You cannot cure yourself of an illness you don't have no matter how hard you try: symptoms are fake illnesses. Instead direct your attention towards ruthlessly neutralising the causes of your anxiety and towards dealing with the anxiety state itself.
Thank you for sharing this. I guess this could be why its said to choose mind over matter. Also, to understand the problem, but not dwell on it, or to think smarter and not harder. It's easy to get caught up in thoughts, but it's important to understand that we are the ones who control our own thoughts. Again, thank you.
The thing that has helped me the most is changing the way I see pain and fear, to step back and accept that I can barely change myself. There is no way I can change others. I hope I can say this right; there will be terrible times. Times you will not feel like you can go on. Remembering this, I count the hard things today as practice. Like exercise, emotions get stronger. I hurt today. I will assess that and move on. Some issues require a lot more practice than others. That's OK.
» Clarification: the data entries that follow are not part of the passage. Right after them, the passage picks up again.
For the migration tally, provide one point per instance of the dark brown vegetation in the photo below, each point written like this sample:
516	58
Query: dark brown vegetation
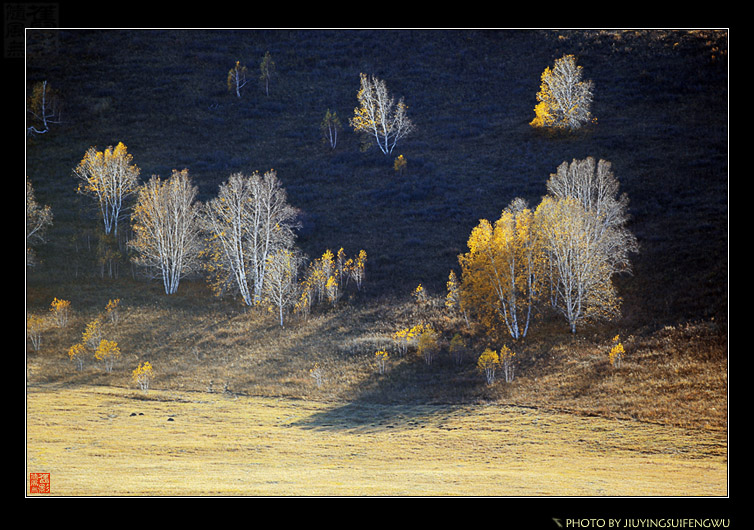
661	104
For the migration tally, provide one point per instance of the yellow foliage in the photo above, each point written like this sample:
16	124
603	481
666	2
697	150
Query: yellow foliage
61	311
92	334
616	352
499	271
399	165
382	358
143	375
108	352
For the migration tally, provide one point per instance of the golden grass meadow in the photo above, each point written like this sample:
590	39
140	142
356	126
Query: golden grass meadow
104	441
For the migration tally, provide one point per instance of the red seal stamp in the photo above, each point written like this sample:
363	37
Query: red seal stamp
39	483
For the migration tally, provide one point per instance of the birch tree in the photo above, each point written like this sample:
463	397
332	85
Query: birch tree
565	100
499	272
266	71
111	177
379	116
43	109
237	78
248	221
38	220
165	222
583	226
281	283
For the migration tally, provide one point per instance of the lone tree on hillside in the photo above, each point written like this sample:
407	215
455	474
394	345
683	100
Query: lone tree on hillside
266	71
281	285
565	100
38	220
237	78
247	222
165	221
499	272
110	177
43	108
585	240
379	116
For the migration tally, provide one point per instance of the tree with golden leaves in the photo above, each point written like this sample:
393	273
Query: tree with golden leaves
499	271
281	284
111	177
42	107
247	222
165	222
143	375
564	99
487	363
379	116
237	78
582	223
38	220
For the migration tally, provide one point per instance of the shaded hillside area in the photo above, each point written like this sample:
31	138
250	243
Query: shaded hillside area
660	98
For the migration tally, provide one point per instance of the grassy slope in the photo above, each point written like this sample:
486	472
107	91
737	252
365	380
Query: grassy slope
661	101
101	440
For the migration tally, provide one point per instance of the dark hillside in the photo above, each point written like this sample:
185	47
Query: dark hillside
661	100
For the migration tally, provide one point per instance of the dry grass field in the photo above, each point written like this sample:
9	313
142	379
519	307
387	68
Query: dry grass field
104	441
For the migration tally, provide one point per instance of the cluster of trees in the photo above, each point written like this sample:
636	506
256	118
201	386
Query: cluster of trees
563	254
238	75
243	239
564	98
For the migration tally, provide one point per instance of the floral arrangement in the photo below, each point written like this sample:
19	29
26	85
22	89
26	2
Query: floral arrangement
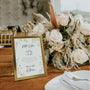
65	36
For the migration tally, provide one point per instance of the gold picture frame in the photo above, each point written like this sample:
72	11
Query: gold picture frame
17	60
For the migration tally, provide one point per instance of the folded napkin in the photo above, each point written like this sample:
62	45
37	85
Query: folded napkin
66	79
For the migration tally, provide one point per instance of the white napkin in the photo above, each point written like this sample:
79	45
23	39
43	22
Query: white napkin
66	79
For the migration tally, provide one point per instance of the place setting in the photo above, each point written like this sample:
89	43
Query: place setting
46	46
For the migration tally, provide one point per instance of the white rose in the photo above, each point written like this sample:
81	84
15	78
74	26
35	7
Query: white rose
85	28
47	35
79	56
54	36
38	29
78	18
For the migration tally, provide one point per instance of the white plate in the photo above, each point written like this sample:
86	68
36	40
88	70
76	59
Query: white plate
55	83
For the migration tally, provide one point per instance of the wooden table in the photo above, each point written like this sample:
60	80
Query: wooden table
8	83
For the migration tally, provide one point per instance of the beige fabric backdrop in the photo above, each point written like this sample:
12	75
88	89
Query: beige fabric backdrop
11	12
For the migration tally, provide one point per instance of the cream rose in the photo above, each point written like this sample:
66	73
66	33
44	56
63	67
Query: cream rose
54	36
39	29
85	28
79	56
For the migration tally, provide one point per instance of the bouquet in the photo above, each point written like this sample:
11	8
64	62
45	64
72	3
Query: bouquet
66	36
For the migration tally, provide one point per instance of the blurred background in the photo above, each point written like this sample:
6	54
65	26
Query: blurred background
19	12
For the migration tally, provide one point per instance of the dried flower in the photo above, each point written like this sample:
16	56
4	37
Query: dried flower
62	19
79	56
38	29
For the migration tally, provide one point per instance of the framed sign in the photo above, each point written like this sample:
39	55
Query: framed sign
29	60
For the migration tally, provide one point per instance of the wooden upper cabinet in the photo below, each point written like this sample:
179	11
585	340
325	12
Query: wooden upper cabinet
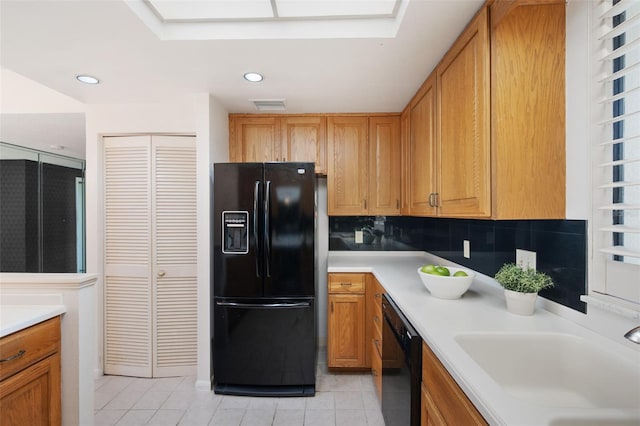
304	139
528	112
347	171
463	108
254	139
405	161
422	150
384	166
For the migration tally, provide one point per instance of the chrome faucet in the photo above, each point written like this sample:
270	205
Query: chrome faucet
634	335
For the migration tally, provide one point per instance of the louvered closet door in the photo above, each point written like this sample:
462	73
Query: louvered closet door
150	246
127	307
174	229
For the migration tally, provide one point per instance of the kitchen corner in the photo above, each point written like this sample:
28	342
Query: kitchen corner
458	330
27	299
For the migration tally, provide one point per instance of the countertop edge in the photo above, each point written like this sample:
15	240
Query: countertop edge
46	280
31	315
493	402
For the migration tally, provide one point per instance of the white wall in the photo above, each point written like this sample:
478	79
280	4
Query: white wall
200	115
322	251
212	146
21	95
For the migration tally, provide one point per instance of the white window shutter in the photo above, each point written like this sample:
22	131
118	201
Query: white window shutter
617	152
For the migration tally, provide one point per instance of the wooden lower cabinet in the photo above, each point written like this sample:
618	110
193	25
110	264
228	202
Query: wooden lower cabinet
430	415
346	343
30	394
376	368
443	402
346	336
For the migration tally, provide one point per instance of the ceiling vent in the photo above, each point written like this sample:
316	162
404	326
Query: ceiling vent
269	104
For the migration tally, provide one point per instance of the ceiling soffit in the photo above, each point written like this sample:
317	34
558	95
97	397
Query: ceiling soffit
270	19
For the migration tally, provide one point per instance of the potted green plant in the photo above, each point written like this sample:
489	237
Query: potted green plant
521	287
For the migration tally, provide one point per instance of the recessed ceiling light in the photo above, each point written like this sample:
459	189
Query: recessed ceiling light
88	79
253	76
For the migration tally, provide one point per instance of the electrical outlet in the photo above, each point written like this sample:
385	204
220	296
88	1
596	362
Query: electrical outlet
526	259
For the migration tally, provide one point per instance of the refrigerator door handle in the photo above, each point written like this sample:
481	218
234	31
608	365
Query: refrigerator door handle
265	305
267	231
256	195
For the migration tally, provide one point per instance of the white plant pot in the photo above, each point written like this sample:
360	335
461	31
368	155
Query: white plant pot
520	303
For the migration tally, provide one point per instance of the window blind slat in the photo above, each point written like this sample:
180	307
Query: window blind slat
610	10
620	206
619	162
619	118
620	140
620	229
621	50
628	25
620	184
620	251
618	74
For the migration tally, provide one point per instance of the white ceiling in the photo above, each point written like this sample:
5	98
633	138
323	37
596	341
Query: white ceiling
51	41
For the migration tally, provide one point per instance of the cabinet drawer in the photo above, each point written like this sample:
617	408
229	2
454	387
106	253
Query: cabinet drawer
25	347
452	403
346	283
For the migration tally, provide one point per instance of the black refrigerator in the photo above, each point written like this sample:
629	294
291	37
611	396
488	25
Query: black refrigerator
263	286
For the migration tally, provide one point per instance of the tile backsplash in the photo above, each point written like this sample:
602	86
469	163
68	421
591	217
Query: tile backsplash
560	245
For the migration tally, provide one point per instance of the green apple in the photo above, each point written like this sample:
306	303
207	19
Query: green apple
441	270
428	269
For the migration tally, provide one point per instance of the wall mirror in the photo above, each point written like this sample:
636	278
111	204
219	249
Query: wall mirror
42	211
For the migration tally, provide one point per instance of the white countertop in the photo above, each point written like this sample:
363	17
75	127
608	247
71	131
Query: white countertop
481	309
17	317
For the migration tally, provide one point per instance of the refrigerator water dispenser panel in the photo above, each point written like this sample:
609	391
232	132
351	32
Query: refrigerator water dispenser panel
235	232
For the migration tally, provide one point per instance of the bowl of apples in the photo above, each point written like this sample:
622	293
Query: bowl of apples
446	282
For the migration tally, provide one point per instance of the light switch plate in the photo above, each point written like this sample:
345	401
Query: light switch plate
526	259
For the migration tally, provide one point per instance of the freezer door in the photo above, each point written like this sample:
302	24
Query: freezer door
289	229
237	221
264	346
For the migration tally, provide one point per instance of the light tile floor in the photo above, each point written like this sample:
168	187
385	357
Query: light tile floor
341	399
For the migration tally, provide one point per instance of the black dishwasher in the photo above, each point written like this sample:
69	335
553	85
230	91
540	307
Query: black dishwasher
401	367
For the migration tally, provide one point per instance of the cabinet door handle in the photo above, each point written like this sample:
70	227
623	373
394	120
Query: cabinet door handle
16	356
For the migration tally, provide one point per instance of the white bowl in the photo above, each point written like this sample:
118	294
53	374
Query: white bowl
447	287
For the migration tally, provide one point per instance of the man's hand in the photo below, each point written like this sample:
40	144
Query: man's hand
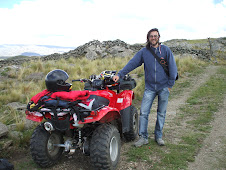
115	78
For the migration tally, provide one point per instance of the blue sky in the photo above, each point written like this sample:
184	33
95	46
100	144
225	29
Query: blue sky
75	22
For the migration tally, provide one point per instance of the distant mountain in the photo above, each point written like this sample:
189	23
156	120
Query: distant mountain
10	50
30	54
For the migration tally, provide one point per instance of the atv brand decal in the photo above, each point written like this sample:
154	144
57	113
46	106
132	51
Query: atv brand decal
88	107
110	94
119	100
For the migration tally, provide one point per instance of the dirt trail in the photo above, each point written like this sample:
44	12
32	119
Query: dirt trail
172	109
212	154
212	144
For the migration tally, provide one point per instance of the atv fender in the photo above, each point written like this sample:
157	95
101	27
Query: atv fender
125	117
107	114
124	99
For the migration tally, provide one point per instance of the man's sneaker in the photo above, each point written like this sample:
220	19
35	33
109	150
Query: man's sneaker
140	142
160	142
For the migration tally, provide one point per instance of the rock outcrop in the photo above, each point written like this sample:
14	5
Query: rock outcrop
96	49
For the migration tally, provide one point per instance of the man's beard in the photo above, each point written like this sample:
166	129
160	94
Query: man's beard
157	42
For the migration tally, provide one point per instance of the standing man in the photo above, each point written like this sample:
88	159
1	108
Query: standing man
157	83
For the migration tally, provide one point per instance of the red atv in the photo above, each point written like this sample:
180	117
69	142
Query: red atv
93	120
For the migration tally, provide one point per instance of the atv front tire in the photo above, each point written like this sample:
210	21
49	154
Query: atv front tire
133	131
105	147
43	151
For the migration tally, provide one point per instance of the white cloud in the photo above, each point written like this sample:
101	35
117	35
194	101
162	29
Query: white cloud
75	22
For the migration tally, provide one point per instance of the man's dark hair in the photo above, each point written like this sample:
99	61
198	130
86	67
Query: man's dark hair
149	32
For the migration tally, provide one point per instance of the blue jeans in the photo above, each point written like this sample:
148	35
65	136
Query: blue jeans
146	104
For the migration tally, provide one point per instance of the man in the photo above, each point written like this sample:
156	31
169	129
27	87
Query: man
157	83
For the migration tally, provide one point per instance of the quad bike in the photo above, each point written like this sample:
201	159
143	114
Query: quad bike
93	120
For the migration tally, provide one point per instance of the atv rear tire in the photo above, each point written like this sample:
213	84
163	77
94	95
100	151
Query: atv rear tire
43	151
133	131
105	147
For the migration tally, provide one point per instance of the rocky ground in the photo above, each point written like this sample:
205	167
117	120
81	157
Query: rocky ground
210	154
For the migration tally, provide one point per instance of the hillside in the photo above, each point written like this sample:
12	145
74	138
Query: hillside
195	102
96	49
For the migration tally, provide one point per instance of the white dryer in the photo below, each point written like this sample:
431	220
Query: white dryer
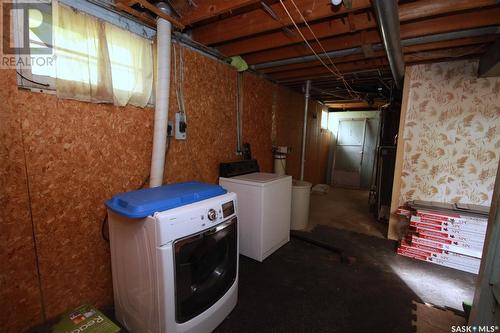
264	205
174	252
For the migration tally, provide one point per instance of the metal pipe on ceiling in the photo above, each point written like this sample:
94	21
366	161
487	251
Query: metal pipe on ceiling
406	42
387	13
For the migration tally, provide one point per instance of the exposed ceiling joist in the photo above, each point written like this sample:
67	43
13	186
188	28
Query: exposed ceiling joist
479	18
305	74
338	26
380	53
126	6
259	21
202	10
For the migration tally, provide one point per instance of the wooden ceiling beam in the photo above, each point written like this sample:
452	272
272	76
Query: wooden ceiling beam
476	19
258	21
438	55
407	49
142	16
122	4
356	22
208	9
343	68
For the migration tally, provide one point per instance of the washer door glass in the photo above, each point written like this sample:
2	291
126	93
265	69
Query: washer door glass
205	269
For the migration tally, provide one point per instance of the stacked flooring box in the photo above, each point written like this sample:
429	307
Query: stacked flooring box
447	235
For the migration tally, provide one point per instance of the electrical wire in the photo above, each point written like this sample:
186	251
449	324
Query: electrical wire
335	72
346	84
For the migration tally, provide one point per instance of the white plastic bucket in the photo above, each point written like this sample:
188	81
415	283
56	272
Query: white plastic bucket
280	164
301	194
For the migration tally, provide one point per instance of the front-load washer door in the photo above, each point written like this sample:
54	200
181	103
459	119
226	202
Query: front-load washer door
205	268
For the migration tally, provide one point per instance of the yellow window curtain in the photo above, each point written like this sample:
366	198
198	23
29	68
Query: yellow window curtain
98	62
131	60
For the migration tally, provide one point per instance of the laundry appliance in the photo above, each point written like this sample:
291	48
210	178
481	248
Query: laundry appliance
174	253
264	207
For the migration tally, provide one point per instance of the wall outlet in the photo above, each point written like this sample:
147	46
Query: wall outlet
180	126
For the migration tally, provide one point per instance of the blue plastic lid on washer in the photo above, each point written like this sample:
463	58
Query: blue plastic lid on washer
145	202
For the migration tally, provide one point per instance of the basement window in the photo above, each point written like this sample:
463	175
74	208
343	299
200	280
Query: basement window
87	58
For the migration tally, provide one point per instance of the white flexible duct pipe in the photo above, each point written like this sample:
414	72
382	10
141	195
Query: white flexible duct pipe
304	131
163	37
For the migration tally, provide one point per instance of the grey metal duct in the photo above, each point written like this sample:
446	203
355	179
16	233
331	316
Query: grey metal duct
387	13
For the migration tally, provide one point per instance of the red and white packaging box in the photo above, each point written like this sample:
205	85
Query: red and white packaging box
450	217
444	258
447	244
469	238
478	228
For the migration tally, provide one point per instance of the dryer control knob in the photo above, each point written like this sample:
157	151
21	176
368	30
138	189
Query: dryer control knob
212	214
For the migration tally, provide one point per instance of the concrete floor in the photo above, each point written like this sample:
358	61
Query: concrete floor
345	209
305	288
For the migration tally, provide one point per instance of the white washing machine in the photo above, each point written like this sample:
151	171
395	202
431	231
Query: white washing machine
174	252
264	205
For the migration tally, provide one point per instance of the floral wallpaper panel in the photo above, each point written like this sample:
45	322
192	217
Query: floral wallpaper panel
451	136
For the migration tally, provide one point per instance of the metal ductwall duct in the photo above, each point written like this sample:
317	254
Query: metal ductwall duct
387	14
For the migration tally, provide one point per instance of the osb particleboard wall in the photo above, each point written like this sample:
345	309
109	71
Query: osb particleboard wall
257	118
72	156
451	142
290	120
20	304
449	145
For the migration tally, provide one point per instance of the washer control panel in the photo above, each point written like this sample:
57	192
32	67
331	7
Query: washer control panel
212	214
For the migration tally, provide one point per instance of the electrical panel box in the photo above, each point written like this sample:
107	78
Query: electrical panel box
180	126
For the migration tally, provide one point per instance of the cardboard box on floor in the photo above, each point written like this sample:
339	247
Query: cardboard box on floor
85	318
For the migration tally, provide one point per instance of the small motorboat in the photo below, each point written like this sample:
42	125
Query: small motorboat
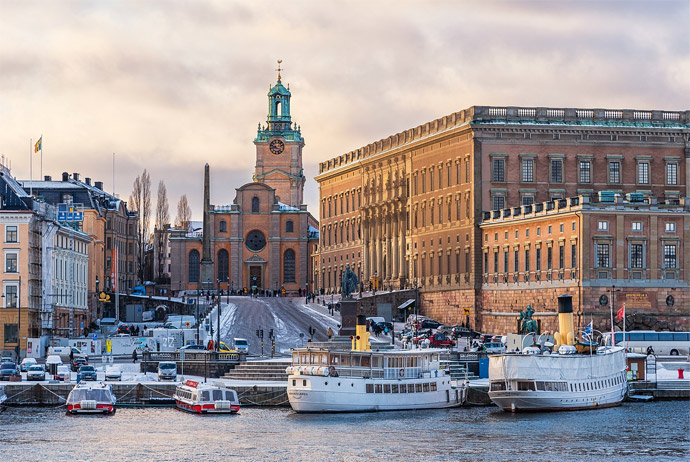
202	398
91	398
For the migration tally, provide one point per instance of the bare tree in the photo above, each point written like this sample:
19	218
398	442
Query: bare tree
141	203
184	213
161	230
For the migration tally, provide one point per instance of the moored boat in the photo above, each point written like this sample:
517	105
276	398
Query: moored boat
91	398
539	379
202	398
361	380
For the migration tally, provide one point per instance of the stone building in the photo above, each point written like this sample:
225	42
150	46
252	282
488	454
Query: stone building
406	209
604	252
263	239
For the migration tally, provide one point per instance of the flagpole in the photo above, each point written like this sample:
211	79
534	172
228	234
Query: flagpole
31	166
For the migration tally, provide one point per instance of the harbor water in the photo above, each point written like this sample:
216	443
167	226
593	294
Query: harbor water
656	431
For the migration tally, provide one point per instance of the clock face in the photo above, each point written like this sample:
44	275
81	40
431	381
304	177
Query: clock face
276	146
255	241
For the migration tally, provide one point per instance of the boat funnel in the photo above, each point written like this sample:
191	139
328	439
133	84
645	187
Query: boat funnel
566	329
360	341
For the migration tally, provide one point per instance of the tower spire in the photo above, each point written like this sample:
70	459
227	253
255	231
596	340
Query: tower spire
279	63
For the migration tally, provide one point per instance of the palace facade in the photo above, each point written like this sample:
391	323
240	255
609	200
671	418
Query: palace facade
405	210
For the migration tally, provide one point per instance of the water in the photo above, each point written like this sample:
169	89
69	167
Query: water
656	431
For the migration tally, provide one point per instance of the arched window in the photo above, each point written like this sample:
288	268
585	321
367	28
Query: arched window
193	269
223	264
289	266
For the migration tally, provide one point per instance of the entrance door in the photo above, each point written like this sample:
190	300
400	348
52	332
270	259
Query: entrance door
255	277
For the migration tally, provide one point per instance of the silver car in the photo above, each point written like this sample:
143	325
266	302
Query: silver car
167	370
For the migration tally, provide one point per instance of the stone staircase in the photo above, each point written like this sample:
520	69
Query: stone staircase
259	371
457	370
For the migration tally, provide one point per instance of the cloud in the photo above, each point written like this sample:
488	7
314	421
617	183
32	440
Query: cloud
171	85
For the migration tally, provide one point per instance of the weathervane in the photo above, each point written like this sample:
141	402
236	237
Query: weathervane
279	62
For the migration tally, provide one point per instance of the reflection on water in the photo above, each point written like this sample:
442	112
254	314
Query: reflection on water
636	431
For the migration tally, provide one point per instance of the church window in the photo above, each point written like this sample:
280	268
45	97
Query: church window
223	265
289	266
193	269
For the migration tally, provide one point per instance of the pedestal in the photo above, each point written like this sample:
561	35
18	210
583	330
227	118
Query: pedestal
348	311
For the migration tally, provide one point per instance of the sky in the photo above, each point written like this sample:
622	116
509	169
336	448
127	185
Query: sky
168	86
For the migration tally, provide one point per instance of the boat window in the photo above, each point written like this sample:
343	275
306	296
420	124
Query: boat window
498	386
525	386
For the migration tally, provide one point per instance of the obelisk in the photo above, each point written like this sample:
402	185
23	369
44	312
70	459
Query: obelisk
206	262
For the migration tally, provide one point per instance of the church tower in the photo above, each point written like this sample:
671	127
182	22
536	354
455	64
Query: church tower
279	148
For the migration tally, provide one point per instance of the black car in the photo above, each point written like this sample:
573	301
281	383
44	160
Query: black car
87	372
8	369
77	363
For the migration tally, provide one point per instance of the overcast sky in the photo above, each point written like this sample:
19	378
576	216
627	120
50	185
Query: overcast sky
171	85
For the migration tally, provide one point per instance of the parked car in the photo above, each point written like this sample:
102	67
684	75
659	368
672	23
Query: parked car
193	347
440	340
27	363
167	370
87	372
63	373
113	372
8	370
241	345
36	372
78	363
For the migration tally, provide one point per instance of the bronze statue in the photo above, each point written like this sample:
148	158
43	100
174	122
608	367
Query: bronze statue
349	283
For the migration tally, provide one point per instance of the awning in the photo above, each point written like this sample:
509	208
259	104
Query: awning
407	304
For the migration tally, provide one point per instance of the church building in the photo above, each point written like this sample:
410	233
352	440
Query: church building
263	239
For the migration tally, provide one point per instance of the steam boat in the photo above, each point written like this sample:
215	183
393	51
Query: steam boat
357	380
91	398
201	398
539	379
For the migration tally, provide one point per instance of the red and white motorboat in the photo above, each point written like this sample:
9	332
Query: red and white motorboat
91	398
202	398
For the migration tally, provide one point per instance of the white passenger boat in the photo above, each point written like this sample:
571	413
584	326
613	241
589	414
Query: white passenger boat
91	398
539	379
202	398
357	380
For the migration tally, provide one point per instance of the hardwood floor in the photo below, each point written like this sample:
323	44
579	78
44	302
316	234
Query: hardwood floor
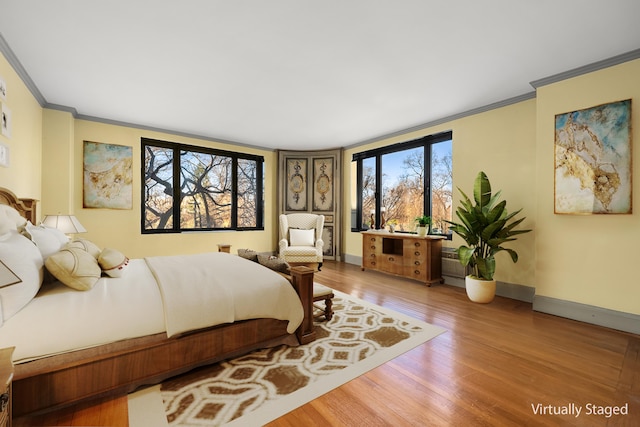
494	366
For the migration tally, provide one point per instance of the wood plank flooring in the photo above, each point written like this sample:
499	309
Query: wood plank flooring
494	366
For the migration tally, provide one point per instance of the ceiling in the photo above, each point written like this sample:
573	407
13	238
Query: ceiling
299	74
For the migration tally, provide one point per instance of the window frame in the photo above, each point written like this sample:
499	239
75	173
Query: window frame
426	142
177	149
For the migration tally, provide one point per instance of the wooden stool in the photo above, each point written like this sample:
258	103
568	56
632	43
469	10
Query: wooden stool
323	293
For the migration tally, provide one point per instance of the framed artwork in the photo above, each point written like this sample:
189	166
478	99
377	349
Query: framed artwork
107	176
323	184
296	184
593	160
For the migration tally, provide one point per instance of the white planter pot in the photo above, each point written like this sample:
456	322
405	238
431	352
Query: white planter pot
481	291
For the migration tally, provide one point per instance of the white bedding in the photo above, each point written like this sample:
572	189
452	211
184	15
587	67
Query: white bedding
213	288
60	319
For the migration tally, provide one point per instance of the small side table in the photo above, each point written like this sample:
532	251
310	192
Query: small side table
6	376
224	247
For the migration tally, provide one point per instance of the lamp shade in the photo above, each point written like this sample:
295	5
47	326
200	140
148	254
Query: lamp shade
68	224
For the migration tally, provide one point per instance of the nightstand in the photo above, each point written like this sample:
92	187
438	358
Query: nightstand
6	376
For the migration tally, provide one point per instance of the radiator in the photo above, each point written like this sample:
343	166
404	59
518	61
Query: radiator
451	264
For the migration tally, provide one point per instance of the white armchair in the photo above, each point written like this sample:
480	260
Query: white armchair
301	239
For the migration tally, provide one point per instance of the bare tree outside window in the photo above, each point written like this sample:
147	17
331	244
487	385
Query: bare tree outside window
404	174
215	190
158	188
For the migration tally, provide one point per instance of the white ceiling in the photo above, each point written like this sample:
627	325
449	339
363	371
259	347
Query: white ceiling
301	74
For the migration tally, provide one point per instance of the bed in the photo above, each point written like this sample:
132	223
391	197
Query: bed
142	342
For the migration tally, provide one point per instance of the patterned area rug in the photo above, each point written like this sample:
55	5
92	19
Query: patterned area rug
259	387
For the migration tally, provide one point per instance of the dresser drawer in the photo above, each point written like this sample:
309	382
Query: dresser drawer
5	407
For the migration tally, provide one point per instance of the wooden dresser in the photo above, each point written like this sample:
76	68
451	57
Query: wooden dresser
6	376
403	254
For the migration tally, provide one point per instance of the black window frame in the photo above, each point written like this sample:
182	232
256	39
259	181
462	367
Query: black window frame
234	155
426	142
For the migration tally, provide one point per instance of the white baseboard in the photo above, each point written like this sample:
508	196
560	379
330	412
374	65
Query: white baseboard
613	319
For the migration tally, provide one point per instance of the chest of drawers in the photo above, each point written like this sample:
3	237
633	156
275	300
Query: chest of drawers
406	255
6	376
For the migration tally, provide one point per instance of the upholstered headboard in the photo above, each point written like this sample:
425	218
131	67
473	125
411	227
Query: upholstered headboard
26	207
As a part of the practice I also pray. I believe that there is a personality which transcends all. I pray. If the release from the situation does not seem to be happening, remember that if we accept that God is able to stop this, if we accept that he wants the best for us we must accept that there is a reason.
That's very insightful, thank you. It's true that hard times happen, and they will continue to happen, so it's important to have ways to handle and cope with them.
I practice acceptance as Jeff1943 described above, just allowing myself to feel anxious and not engaging with it, not struggling with it, not trying to make it go away, just allowing myself to feel it. I remind myself that every single time I do this I am teaching my brain that I am in no danger and do not need adrenaline to protect me. And so I try to welcome anxiety and think of every occurrence as another opportunity to retrain my brain. This gradually takes the wind out of its sails.
I think of panic attacks not as something that happens to me, but as something I do. It's me reacting to a negative thought or feeling, which causes a surge of adrenaline, and nothing more than this. I am not in fact panicking, and nothing is attacking me ("panic attack" is a real misnomer). The more accepting I am, the more calm I can find.
Also, regardless of how I'm feeling, I try to maintain a daily habit of guided meditation. I use the Headspace app, but I know there are many others. I think it really helps me stay in the right zone.
Finally, coming on here and finding and participating in conversations like this is very comforting.